EWG Proposes PFAS Standards That Fully Protect Children’s Health
In the almost 20 years since water pollution with toxic fluorinated chemicals, or PFAS, erupted as a public health issue, research has found impacts from exposure to ever-lower levels. Yet there are still no national, legally enforceable drinking water standards for any of the hundreds of PFAS compounds currently in use.
Drawing on the best available science and emerging evidence of harm from the entire class of these chemicals,* EWG is proposing drinking water and cleanup standards for all PFAS chemicals as a group. To fully protect the health of children and other especially vulnerable populations, our proposed standards are 70 times lower than the Environmental Protection Agency’s drinking water advisory levels for the two most notorious chemicals in the class, PFOA and PFOS.
Americans are exposed to PFAS in many ways: not only drinking water but also food and food packaging, a wide array of consumer products, household dust and even airborne PFAS fumes. A number of studies predict that food is a major source of exposure to PFAS, but significant uncertainty remains about exactly how people are being exposed.

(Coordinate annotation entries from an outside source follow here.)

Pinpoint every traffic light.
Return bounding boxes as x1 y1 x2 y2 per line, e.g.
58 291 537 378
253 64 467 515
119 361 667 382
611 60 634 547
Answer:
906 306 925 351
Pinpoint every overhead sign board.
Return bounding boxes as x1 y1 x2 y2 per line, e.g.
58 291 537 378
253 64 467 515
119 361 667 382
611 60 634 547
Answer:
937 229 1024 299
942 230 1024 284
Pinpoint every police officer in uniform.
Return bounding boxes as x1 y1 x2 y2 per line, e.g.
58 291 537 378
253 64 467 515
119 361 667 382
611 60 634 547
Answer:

Ultimately, drinking water is a direct source of exposure that can be reduced through regulation, and a standard for drinking water should consider ongoing exposures from food and other sources.
According to the Centers for Disease Control and Prevention’s measurements of PFAS in our bodies, the average American’s combined exposure is equal to drinking water with 14 parts per trillion, or ppt, of PFOA and 36 ppt of PFOS, daily for the past few years. Those exposure levels are 14 times higher and 36 times higher, respectively, than EWG’s recommended standard for all PFAS.
PFOA, formerly used to make DuPont’s Teflon, and PFOS, formerly in 3M’s Scotchgard and firefighting foam, have been phased out in the U.S. under pressure from the EPA, although they remain widespread in drinking water. They have been linked to cancer, birth defects, thyroid disease, weakened childhood immunity and other health problems.
In 2005 and 2009, laboratory tests commissioned by Environmental Working Group,
Commonweal and Rachel’s Network found PFOA, PFOS and other PFAS chemicals in umbilical cord samples from 20 babies born in the U.S. These tests exposed the shocking truth that American babies are born pre-polluted with PFAS and other toxic chemicals, which can pass from mothers to fetuses through the umbilical cord.
In 2016, the EPA issued non-binding drinking water advisory levels for PFOA, PFOS or their combined level, of 70 ppt. The EPA has identified more than 600 chemically similar PFAS compounds in active commercial use but has set no legal limits or health advisories for those chemicals in water, air or consumer products.
The pervasiveness of these chemicals makes it imperative that states not wait on the federal government’s toothless “action plan” for regulating PFAS. To spur more state action and inspire federal leadership, EWG scientists developed health guidelines to apply to the entire group of PFAS chemicals in drinking water; they can also be used as cleanup standards for PFAS in groundwater and at other contaminated sites. The cleanup standard, consistent with the policies of the federal Superfund law, is based on the potential for PFAS chemicals to migrate through groundwater and contaminate drinking water.